Types of error that human is more susceptible to than GoogLeNet:

Fine-grained recognition. We found that humans are noticeably worse at fine-grained recognition (e.g. dogs, monkeys, snakes, birds), even when they are in clear view. To understand the difficulty, consider that there are more than 120 species of dogs in the dataset. We estimate that 28 (37%) of the human errors fall into this category, while only 7 (7%) of GoogLeNet erros do.
Class unawareness. The annotator may sometimes be unaware of the ground truth class present as a label option. When pointed out as an ILSVRC class, it is usually clear that the label applies to the image. These errors get progressively less frequent as the annotator becomes more familiar with ILSVRC classes. Approximately 18 (24%) of the human errors fall into this category.
Insufficient training data. Recall that the annotator is only presented with 13 examples of a class under every category name. However, 13 images are not always enough to adequately convey the allowed class variations. For example, a brown dog can be incorrectly dismissed as a “Kelpie” if all examples of a “Kelpie” feature a dog with black coat. However, if more than 13 images were listed it would have become clear that a “Kelpie” may have a brown coat. Approximately 4 (5%) of human errors fall into this category.

Conclusions

We investigated the performance of trained human annotators on a sample of up to 1500 ILSVRC test set images. Our results indicate that a trained human annotator is capable of outperforming the best model (GoogLeNet) by approximately 1.7% (p = 0.022).

We expect that some sources of error may be relatively easily eliminated (e.g. robustness to filters, rotations, collages, effectively reasoning over multiple scales), while others may prove more elusive (e.g. identifying abstract representations of objects). On the hand, a large majority of human errors come from fine-grained categories and class unawareness. We expect that the former can be significantly reduced with fine-grained expert annotators, while the latter could be reduced with more practice and greater familiarity with ILSVRC classes.

It is clear that humans will soon only be able to outperform state of the art image classification models by use of significant effort, expertise, and time. One interesting follow-up question for future investigation is how computer-level accuracy compares with human-level accuracy on more complex image understanding tasks.

“It is clear that humans will soon only be able to outperform state of the art image classification models by use of significant effort, expertise, and time.”

As for my personal take-away from this week-long exercise, I have to say that, qualitatively, I was very impressed with the ConvNet performance. Unless the image exhibits some irregularity or tricky parts, the ConvNet confidently and robustly predicts the correct label. If you’re feeling adventurous, try out the labeling interface for yourself and draw your own conclusions. I can promise that you’ll gain interesting qualitative insights into where state-of-the-art Computer Vision works, where it fails, and how.

EDIT: additional discussions:

UPDATE:

ImageNet workshop page now has links to many of the teams’ slides and videos.
GoogLeNet paper on arXiv describes the details of their architecutre.

UPDATE2 (14 Feb 2015):

There have now been several reported results that surpass my 5.1% error on ImageNet. I’m astonished to see such rapid progress. At the same time, I think we should keep in mind the following:

Human accuracy is not a point. It lives on a tradeoff curve.

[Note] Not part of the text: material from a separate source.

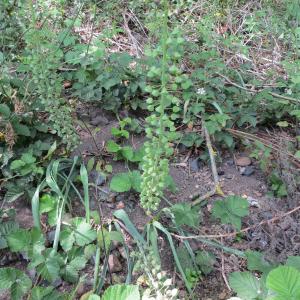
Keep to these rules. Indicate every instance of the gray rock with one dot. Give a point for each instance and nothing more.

We trade off human effort and expertise with the error rate: I am one point on that curve with 5.1%. My labmates with almost no training and less patience are another point, with even up to 15% error. And based on some calculations that consider my exact error types and hypothesizing which ones may be easier to fix than others, it’s not unreasonable to suggest that an ensemble of very dedicated expert human labelers might push this down to 3%, with about 2% being an optimistic error rate lower bound. I know it’s not as exciting as having a single number, but it’s the right way of thinking about it. See more details in my recent Google+ post.